MIKJEPARA.com, JEPARA – Wacana pembangunan Pelabuhan Jepara kembali menggema di tahun 2025, seiring langkah Bupati Jepara, Witiarso Utomo, yang membuka kembali diskusi publik tentang urgensi pelabuhan ini. Gema ini seolah menjawab wacana lama tahun 2015 soal Kalingga Industrial Zone, sebuah kawasan industri yang kala itu diimpikan menjadi penggerak ekonomi Jepara dan sekitarnya.

Kembali hangatnya topik pelabuhan ini bukan sekadar angin lalu. Ada potensi ekonomi yang selama ini terpendam di garis pantai Jepara sepanjang 85 kilometer, yang belum sepenuhnya diberdayakan dalam rantai logistik nasional dan global. Pelabuhan bukan hanya terminal kapal, melainkan jantung peredaran barang, lapangan kerja, dan konektivitas antarwilayah.

Namun, geliat pembangunan pelabuhan tidak bisa dilepaskan dari pembelajaran masa lalu. Salah satu pelajaran terpenting datang dari Pelabuhan Kendal yang hingga kini berhenti operasional pelayarannya. Padahal, pelabuhan ini dibangun dengan investasi lebih dari Rp567 miliar dan diresmikan tahun 2016, tetapi kini nyaris tak berdenyut aktivitas pelayarannya.

Gagalnya Pelabuhan Kendal bukan karena tak ada industri penopang.
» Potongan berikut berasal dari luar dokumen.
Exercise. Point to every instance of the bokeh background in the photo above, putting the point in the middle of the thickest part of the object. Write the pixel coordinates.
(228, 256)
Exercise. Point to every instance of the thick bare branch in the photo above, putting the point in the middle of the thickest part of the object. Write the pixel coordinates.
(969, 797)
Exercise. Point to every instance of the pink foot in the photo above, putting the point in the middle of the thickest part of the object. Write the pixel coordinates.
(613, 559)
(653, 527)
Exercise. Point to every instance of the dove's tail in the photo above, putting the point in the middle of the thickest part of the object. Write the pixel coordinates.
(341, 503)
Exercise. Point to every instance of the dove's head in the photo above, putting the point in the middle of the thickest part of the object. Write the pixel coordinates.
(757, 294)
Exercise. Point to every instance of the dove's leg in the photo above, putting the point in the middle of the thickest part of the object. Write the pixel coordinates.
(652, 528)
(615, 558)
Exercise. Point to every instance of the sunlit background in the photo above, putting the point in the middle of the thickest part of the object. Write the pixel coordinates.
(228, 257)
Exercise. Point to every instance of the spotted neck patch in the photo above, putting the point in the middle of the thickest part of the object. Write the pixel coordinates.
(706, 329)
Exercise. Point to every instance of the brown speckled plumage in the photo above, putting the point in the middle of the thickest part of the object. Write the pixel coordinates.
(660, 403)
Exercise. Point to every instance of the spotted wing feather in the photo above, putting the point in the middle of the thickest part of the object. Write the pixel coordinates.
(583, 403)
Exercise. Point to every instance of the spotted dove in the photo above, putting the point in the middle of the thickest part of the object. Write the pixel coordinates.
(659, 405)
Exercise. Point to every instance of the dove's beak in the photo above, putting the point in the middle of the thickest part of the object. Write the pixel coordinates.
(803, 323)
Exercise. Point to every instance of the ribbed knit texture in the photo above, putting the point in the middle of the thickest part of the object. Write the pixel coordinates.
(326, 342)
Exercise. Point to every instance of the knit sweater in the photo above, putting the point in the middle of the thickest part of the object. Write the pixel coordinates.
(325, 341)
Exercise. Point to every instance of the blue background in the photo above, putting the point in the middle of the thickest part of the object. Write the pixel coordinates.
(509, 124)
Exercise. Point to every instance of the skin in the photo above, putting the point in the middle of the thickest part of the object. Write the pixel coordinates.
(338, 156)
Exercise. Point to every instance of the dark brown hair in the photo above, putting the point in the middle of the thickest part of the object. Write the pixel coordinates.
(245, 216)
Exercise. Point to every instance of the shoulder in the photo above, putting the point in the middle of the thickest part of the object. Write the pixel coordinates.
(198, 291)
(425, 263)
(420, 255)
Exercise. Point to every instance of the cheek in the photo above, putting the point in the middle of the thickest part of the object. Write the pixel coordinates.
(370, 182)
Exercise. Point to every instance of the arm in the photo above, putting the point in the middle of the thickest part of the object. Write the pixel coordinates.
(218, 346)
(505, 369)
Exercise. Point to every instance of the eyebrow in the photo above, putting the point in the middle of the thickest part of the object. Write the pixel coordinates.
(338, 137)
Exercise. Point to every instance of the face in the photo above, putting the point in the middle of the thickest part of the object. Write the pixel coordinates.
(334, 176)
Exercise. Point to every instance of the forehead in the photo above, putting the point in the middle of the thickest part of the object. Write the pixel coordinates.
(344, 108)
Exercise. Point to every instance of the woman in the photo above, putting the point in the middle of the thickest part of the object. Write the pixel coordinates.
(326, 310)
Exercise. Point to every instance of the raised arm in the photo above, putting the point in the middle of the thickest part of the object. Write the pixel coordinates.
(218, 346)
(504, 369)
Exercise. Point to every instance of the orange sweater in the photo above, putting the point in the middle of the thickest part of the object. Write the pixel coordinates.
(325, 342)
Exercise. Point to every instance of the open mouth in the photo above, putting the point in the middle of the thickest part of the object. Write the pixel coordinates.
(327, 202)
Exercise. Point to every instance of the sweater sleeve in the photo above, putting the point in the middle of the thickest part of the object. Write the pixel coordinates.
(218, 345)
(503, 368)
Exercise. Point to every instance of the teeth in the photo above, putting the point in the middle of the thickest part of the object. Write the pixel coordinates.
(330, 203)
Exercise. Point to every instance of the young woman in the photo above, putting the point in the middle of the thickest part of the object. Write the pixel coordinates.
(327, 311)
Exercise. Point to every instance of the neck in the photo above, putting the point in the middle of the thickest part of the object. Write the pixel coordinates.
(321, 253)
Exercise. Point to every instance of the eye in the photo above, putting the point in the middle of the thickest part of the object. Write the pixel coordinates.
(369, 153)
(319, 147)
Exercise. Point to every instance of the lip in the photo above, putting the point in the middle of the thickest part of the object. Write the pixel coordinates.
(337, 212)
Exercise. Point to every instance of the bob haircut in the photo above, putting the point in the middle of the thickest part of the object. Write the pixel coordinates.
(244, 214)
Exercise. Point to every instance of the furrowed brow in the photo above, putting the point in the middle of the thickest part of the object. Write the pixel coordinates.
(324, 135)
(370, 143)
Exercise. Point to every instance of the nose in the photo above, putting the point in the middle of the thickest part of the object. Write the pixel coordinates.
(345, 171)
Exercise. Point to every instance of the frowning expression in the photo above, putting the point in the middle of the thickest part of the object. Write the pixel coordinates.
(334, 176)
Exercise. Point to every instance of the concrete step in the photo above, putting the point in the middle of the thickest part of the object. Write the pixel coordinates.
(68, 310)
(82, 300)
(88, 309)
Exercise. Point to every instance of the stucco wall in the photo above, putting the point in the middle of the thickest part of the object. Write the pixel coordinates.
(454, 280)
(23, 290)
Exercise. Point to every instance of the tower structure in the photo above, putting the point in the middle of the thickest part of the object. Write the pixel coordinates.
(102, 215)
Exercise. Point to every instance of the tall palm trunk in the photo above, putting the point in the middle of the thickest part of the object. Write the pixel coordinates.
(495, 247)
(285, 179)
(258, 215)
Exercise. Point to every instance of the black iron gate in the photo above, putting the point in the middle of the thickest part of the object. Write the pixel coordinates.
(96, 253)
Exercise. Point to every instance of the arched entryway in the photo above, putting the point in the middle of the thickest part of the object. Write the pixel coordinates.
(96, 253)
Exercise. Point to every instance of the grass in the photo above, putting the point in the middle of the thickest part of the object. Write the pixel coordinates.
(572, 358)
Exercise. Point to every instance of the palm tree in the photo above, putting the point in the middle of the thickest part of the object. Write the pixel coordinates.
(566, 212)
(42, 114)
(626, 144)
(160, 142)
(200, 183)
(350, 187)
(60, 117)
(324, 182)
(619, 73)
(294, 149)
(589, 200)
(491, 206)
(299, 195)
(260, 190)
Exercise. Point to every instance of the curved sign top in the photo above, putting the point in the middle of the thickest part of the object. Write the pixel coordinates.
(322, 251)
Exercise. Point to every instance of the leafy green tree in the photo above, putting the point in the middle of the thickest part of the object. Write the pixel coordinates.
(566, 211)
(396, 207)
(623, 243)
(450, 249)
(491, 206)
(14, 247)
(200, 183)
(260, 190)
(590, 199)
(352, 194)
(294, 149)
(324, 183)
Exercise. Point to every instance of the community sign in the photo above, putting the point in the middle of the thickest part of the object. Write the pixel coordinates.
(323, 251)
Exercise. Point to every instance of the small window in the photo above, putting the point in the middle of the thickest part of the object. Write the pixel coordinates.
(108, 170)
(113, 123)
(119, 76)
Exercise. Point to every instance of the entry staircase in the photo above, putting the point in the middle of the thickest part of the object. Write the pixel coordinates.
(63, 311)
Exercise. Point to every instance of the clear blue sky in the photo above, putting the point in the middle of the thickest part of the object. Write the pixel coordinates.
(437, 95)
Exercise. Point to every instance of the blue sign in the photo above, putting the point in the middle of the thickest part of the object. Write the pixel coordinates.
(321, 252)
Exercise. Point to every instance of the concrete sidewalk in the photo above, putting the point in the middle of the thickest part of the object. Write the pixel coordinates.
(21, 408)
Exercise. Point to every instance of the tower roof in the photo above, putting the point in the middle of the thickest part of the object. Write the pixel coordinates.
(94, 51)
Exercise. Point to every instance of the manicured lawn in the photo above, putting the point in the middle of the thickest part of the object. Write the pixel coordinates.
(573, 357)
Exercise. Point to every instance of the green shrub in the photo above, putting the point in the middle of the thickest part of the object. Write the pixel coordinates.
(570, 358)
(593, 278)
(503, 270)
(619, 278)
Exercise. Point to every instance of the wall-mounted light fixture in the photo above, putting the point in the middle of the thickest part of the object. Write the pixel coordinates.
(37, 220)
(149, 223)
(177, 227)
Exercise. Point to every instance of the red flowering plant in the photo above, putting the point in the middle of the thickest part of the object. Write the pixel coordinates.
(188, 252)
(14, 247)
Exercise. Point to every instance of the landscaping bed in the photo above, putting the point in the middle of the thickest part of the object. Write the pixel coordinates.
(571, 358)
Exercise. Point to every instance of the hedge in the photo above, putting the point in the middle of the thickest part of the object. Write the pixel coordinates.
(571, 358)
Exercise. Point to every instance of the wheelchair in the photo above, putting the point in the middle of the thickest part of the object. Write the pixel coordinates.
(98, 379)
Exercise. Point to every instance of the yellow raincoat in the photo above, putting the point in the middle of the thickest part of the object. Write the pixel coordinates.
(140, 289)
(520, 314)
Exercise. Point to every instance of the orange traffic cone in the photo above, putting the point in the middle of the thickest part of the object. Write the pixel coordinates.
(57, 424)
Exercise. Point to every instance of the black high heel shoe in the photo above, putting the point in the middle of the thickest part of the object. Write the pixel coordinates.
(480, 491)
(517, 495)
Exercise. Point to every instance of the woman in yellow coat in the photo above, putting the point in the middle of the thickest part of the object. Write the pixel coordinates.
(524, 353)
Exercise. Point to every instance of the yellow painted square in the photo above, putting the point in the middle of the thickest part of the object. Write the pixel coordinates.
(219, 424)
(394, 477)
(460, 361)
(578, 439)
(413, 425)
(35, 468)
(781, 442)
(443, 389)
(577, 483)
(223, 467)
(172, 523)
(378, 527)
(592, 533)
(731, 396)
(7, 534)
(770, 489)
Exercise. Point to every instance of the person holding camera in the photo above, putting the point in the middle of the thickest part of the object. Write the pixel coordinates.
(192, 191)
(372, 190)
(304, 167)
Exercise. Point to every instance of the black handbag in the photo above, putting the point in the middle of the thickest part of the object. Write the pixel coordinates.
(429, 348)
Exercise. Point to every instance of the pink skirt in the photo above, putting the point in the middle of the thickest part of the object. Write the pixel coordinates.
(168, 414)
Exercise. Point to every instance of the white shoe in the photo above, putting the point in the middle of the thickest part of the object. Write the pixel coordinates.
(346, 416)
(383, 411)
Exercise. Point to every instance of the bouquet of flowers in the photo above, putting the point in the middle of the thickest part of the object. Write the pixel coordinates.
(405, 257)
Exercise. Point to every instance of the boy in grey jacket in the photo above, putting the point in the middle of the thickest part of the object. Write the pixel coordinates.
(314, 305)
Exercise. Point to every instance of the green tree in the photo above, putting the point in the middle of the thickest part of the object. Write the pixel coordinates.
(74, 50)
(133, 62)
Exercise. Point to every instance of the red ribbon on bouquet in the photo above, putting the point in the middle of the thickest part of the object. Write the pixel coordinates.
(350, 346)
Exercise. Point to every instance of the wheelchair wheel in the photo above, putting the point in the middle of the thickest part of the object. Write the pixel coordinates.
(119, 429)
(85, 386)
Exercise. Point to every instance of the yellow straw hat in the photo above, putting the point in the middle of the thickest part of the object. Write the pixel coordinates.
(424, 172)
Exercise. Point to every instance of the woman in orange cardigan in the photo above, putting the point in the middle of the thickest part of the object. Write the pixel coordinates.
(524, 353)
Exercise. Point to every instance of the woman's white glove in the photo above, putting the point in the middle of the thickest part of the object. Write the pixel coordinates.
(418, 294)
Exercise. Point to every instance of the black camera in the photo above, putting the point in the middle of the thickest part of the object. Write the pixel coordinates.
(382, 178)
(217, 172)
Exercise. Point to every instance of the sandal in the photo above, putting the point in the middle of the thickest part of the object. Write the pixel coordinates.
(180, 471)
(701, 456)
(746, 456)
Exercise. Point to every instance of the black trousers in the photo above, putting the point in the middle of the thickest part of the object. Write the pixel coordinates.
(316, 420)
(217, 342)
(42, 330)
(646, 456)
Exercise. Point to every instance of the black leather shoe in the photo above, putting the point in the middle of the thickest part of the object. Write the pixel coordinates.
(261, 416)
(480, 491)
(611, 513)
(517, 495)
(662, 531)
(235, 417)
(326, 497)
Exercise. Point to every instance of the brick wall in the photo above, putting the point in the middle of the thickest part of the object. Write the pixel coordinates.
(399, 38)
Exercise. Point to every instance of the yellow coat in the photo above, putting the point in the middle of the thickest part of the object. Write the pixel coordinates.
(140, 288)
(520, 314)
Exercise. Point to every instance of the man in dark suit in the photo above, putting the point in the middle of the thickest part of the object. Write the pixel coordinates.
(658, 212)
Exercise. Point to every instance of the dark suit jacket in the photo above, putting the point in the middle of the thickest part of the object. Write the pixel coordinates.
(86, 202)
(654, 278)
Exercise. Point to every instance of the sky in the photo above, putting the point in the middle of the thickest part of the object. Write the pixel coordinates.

Kendal punya Kawasan Industri Kendal (KIK) yang cukup berkembang. Tapi pelabuhan ini terlalu kecil, terlalu dangkal, dan terlalu lemah dalam mendesain integrasi dengan sistem transportasi nasional. Dermaganya hanya sepanjang 218 meter, dengan kedalaman yang tak bisa lagi dilayari kapal besar sejak 2024 karena pendangkalan.

KMP Kalibodri milik PT ASDP Indonesia Ferry yang dulu sempat melayani rute penyeberangan, kini tak bisa merapat. Ini menandakan bahwa kalkulasi teknis dan lingkungan sejak awal memang belum matang. Padahal, pelabuhan yang tidak layak untuk pelayaran antar pulau akan kehilangan makna sebagai simpul logistik maritim.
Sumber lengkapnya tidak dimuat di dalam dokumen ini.